Readings taken during office visits tend to be viewed in isolation, too. "Nobody has the slightest idea when a patient gets sick," noted Sanders. This is where he believes remote patient monitoring hold so much promise.

, a person has diabetes when fasting blood sugar tops 125 milligrams per deciliter. By this definition, as long as the level remains below 125, the patient does not have diabetes and thus does not need to be treated like someone with the disease. But seeing a single lab value does not indicate an upward trend that could indicate high risk of developing diabetes, according to Sanders.

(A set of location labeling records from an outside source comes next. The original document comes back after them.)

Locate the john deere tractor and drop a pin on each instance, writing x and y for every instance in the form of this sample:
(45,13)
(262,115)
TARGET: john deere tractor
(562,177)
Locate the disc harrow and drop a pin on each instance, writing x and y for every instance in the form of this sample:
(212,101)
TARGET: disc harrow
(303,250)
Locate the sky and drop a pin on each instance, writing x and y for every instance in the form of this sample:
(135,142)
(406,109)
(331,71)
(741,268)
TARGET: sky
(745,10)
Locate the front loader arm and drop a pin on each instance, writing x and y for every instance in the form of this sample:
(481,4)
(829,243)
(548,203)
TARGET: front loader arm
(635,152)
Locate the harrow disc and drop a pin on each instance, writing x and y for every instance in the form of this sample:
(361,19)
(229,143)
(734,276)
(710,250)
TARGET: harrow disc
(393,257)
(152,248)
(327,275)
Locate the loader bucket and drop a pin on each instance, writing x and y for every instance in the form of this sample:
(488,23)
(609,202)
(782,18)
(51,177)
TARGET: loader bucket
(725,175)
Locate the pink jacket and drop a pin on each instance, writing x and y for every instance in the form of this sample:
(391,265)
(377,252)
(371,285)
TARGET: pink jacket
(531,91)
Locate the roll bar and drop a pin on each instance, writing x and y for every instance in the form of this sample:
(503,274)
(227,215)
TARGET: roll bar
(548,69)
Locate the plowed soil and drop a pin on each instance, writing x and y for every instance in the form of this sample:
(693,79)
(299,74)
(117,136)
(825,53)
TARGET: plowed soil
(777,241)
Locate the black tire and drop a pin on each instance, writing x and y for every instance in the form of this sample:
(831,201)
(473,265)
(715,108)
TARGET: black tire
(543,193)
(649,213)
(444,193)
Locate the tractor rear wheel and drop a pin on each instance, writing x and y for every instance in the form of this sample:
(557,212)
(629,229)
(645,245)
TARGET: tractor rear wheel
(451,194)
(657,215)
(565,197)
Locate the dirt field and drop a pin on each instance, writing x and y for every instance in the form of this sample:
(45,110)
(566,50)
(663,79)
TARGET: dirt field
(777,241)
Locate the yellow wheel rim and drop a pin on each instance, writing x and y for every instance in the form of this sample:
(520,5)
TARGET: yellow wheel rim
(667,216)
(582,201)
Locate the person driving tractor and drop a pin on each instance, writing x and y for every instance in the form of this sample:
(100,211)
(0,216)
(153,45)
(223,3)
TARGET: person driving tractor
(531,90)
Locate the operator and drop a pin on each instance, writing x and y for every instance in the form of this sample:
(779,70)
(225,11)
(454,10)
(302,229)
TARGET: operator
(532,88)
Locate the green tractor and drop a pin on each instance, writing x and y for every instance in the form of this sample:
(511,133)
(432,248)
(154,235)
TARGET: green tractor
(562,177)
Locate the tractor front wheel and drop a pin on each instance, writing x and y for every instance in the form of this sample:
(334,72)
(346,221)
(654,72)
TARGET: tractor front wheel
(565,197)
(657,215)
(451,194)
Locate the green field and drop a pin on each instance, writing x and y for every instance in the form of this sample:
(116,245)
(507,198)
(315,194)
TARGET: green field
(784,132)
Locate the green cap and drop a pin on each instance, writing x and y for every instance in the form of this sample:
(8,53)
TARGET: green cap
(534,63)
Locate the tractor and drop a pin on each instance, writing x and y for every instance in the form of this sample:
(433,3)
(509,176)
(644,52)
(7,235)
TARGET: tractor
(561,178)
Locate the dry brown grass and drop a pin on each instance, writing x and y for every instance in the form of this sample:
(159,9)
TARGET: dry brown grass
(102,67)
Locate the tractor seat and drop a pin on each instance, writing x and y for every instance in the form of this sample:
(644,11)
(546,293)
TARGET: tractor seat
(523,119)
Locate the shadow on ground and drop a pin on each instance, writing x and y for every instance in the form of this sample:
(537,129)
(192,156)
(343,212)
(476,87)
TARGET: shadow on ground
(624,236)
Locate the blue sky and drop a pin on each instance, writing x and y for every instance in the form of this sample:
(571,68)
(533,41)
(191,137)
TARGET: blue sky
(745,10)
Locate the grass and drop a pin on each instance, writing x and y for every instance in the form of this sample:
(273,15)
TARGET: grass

Similarly, Sanders said his wife has been hypertensive for five years, but her physician said she is normal based on blood pressure tests in the office. "It's been going up for years but still in the 'normal' range," Sanders said. "Look at trends, not absolutes," he advised.

Remote monitoring devices allows healthcare professionals to take continuous readings and, when paired with the proper software, including an electronic health record, map out trends.

"I am excited about wearable monitors," said Sanders, who is an advisor to Zephyr Technology, maker of the BioHarness and other wireless monitoring devices. "The technology and the computer analytics will be built into our smartphones," Sanders predicted.

People already wear continuous monitors of time, otherwise known as wristwatches, Sanders noted, so it should not be much of a step to get them to put on something to monitor health.

"Would you ever buy a car without a dashboard?" he wondered. "Why not a health dashboard in cars?" Sanders responded, knowing that it is already happening on a small scale.

"Forget the ridiculous annual physical exam," he said.